Lightspeed: Edited by John Joseph Adams




Answering the Questions You Might Have About the Kharbat

You have just been attacked by a Kharbat. It has sprung on you from hiding, in some place where you foolishly imagined yourself safe; and even as its many glittering fangs sink deep into the flesh and bone of your shoulder, you know that any attempt to save yourself is futile, that you were always fated to perish in this way, and this beast was always fated to usher you screaming into the world of the dead.

What is a Kharbat?

I don’t know.

Why am I asking you?

I am the world’s leading expert.

How can you be an expert and still know nothing?

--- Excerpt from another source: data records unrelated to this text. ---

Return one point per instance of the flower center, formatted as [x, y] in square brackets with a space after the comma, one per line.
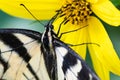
[75, 12]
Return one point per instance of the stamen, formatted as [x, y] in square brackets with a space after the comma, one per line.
[75, 12]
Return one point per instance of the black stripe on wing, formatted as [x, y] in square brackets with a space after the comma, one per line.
[13, 42]
[71, 59]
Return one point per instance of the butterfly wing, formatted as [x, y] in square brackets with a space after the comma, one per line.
[71, 66]
[17, 48]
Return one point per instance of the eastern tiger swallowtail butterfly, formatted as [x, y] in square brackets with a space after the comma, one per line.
[30, 55]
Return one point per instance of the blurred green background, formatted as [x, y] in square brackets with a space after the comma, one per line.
[7, 21]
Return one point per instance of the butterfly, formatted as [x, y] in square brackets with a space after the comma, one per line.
[30, 55]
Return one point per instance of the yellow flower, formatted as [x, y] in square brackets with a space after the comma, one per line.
[77, 14]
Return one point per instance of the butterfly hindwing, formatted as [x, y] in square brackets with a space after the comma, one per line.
[17, 47]
[71, 66]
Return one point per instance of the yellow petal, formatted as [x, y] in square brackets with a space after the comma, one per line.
[41, 9]
[77, 37]
[107, 12]
[100, 68]
[105, 52]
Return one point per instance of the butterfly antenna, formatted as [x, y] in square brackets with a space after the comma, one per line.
[31, 13]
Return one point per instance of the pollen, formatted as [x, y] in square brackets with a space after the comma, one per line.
[75, 12]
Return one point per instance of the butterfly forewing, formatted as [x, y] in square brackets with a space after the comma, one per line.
[71, 66]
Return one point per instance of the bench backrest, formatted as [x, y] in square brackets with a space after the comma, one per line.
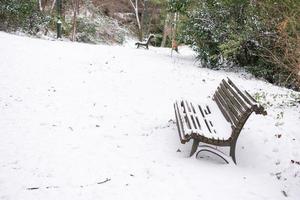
[235, 105]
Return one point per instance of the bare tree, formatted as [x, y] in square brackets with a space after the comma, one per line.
[135, 6]
[75, 5]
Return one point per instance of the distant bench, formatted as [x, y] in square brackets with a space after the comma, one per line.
[204, 124]
[145, 44]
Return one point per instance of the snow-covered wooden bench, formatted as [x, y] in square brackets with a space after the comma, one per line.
[218, 123]
[145, 44]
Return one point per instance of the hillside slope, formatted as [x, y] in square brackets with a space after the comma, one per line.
[82, 121]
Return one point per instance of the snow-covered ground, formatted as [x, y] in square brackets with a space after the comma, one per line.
[82, 121]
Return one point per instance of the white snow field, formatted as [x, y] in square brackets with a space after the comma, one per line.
[89, 122]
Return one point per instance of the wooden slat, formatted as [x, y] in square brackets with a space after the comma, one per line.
[233, 100]
[233, 120]
[228, 104]
[188, 117]
[186, 130]
[221, 108]
[179, 123]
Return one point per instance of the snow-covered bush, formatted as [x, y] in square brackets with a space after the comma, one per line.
[21, 15]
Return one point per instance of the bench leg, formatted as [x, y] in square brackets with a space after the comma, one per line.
[194, 147]
[232, 151]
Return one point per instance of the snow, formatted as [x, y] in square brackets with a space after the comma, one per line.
[82, 121]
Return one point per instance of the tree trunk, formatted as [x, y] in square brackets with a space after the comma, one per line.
[166, 31]
[75, 11]
[136, 12]
[53, 5]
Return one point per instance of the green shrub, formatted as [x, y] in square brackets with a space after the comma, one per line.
[24, 15]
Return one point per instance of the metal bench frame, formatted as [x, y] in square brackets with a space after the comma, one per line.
[236, 107]
[145, 44]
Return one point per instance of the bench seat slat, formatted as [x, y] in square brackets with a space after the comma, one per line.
[229, 104]
[225, 107]
[204, 124]
[233, 99]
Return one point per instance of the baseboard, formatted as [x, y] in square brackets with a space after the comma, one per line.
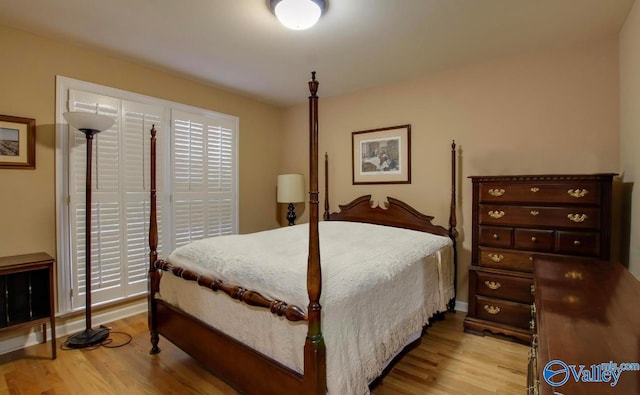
[461, 306]
[69, 327]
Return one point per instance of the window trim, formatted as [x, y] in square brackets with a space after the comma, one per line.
[63, 242]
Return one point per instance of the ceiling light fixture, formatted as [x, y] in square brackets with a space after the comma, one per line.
[298, 14]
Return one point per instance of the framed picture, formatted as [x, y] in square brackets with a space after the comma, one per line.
[382, 156]
[17, 142]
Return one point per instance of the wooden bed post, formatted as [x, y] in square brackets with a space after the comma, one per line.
[154, 275]
[325, 216]
[453, 232]
[315, 366]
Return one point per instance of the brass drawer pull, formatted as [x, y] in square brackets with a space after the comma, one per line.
[492, 284]
[577, 217]
[577, 193]
[496, 214]
[492, 309]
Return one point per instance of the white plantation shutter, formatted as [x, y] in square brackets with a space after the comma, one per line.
[120, 199]
[204, 177]
[196, 187]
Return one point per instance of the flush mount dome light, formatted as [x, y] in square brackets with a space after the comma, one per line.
[298, 14]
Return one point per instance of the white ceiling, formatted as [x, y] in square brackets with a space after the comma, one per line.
[239, 45]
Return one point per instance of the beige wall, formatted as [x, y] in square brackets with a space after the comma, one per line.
[29, 67]
[630, 129]
[548, 112]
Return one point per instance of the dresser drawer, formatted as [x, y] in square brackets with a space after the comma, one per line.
[534, 240]
[564, 217]
[580, 192]
[503, 311]
[495, 236]
[499, 286]
[578, 243]
[505, 259]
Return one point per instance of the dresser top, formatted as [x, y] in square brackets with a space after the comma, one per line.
[17, 260]
[588, 314]
[545, 177]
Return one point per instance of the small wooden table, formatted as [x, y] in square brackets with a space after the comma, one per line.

I didn’t say that experts on this monstrous species were exactly thick on the ground. I know a few small things, the answers to basic questions, the sort of thing you might be wondering about as you struggle in vain to defend yourself.

Like what?

Well, to start with, the Kharbat is not a species, not in the plural sense. It is a unique creature, alone in all the universe, and it’s just your bad luck that you happened to run into the one, here in this dark place, so far from any centers of civilization, and certainly from anyone who can hear your anguished screaming. But that’s the kind of environment it likes, when it exists.

“When it Exists”?

Well, you see, you just stumbled upon the defense mechanism, and most dangerous weapon, of the Kharbat. It is a creature of probability that can hide better than any living thing ever has, because up until the very moment when you felt its claws rip into your upper arm, it didn’t exist. There was no Kharbat, anywhere in this universe or any other; and there never has been a Kharbat, in this universe or any other. No Kharbat has ever been catalogued; no catalogue has ever been imagined. It was, in fact, impossible to conceive, even in a nightmare; the instant anybody came close to positing anything like it, it moved farther away, by becoming even stranger, and therefore outside all known referents, as well as any known hypotheticals that could be accessed by those referents. It was a non-thing. Until you were in the right position to be attacked by it, and even then it wasn’t real until it drew blood.

That’s ridiculous.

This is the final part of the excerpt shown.